Hari ini tepat Sembilan puluh tahun lalu, disalah satu kawasan Batavia disebutlah Sumpah Pemuda, isinya kurang lebih sebagai berikut ;
- Kami Putra - Putri Indonesia mengaku bertumpah darah yang satu, Tanah Air Indonesia
- Kami Putra - Putri Indonesia mengaku Berbangsa satu, Bangsa Indonesia
- Kami Putra - Putri Indonesia menjunjung Bahasa Persatuan, bahasa Indonesia
Sumpah tersebut, digelorakan demi mempersatukan bangsa merebut kemerdekaan dari para penjajah. Saat itu juga, untuk pertama kali dalam sejarah lagu Indonesia Raya dikumandangkan yang kemudian menjadi lagu kebangsaan Republik ini.
Tapi, harus kita akui bahwa gelora sumpah pemuda itu tidak sehebat peringatan proklamasi kemerdekaan. Untuk memperingati hari kemerdekaan, kita seringkali berkumpul bahkan hingga larut malam berpesta bersama. Jalanan dipenuhi pawai siswa -- siswi dari Sekolah Dasar hingga Sekolah Menengah. Tapi, sumpah pemuda sebagai salah satu awal pemicu kemerdekaan itu sendiri seolah terlupakan.

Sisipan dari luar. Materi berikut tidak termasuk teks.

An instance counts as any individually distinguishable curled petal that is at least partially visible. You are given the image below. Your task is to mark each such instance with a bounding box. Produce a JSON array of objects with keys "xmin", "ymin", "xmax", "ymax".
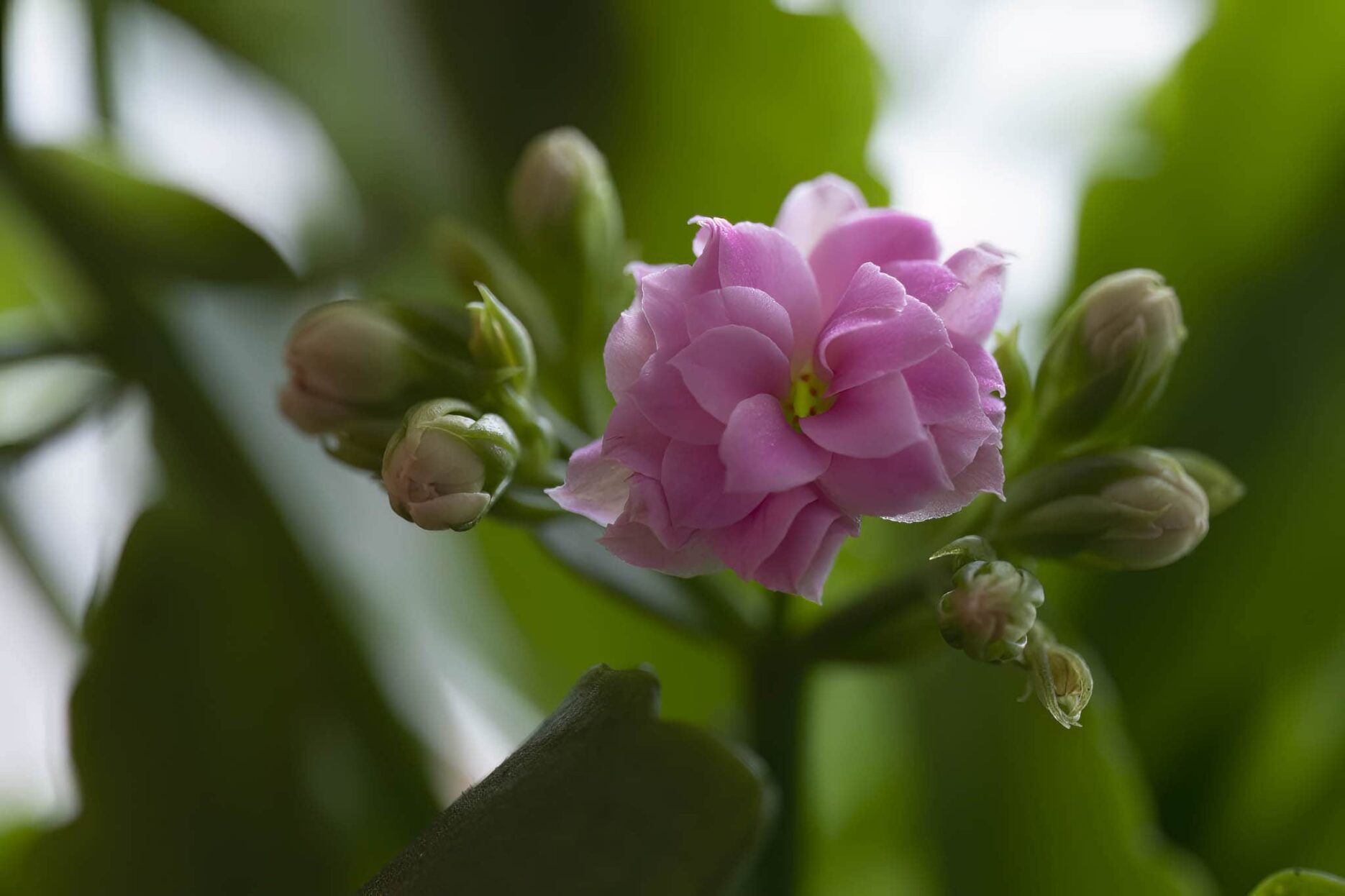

Coba saja bayangkan, apa jadinya jika tidak pernah ada sumpah pemuda itu. Saat ini setidaknya kita punya tiga puluh empat provinsi dengan kebudayaan dan bahasa yang berbeda. Bahkan, dalam satu provinsi saja bisa ditemukan lebih dari empat budaya dan bahasa yang berbeda, padahal kebudayaan dan bahasa itu asli dari provinsi tersebut.
Bagaimana, jika bahasa Indonesia tidak pernah diakui sebagai bahasa pemersatu, bahasa utama yang digunakan di negeri ini. Bagaimana kalau suku batak, jawa atau dayak justru memilih diri mereka untuk menjadi bangsa sendiri, bukan bangsa Indonesia. Atau yang lebih parah, tidak daa pengakuan bahwa semua provinsi ini berada dalam kandungan ibu yang sama yaitu Indonesia. Apakah kita masih bisa membanggakan diri sebagai Bangsa dengan daerah terluas, kebudayaan dan bahasa terbanyak didunia?
Bukankah dengan sumpah pemuda, kita justru jauh lebih baik daripada Amerika yang memilih menjadi federasi? Padahal mereka punya kebudayaan, warna kulit, bahkan bahasa yang tidak berbeda. Ya! Tanpa Sumpah pemuda, kita bisa saja berdiri di Negara federasi seperti Republik Indonesia Serikat misalnya. Setiap Negara bagian hanya berpikir tentang kepentingan wilayahnya sendiri, menjadi individualistic!
Coba tanyakan pada diri anda, benarkah kita masih benar -- benar mengingat isi sumpah pemuda? Bukankah belakangan yang terjadi adalah kekacauan budaya yang disebabkan kita sendiri? Bagaimana bahasa "anak jaksel" menjadi tren menggeser posisi bahasa Indonesia lebih jauh lagi dari peradaban kita.
Bagaimana, ketika kita tidak mengakui bahwa peranakan yang lahir di Indonesia sebagai saudara sebangsa kita.
Sekarang, lihatlah. Bukan untuk pertama kali Bumi Pertiwi meraung -- raung meminta pengakuan dari anak yang dikandungnya sendiri. Anak yang menjatuhkan air mata pertamanya diatas bumi nusantara, tapi seringkali menjadi asing dipelukan ibunya sendiri. Bukankah kita punya sesuatu yang sempurna untuk diperjuangkan? Bukankah Pancasila sebagai ideologi kita mengajarkan persatuan dalam perbedaan.
Hari ini, kita sudah terkoyak akibat setidaknya perbedaan pandangan politik. Negeri ini berubah menjadi bangsa isu. Semua isu dikumpulkan menjadi isu politik, demi menghajar lawan. Bhineka Tunggal Ika seolah menjadi khayalan belaka, kita sudah terbelah sejak tahunan lamanya.
Kemudian, masihkah kita merasa perlu sumpah pemuda 28 Oktober 1928 itu?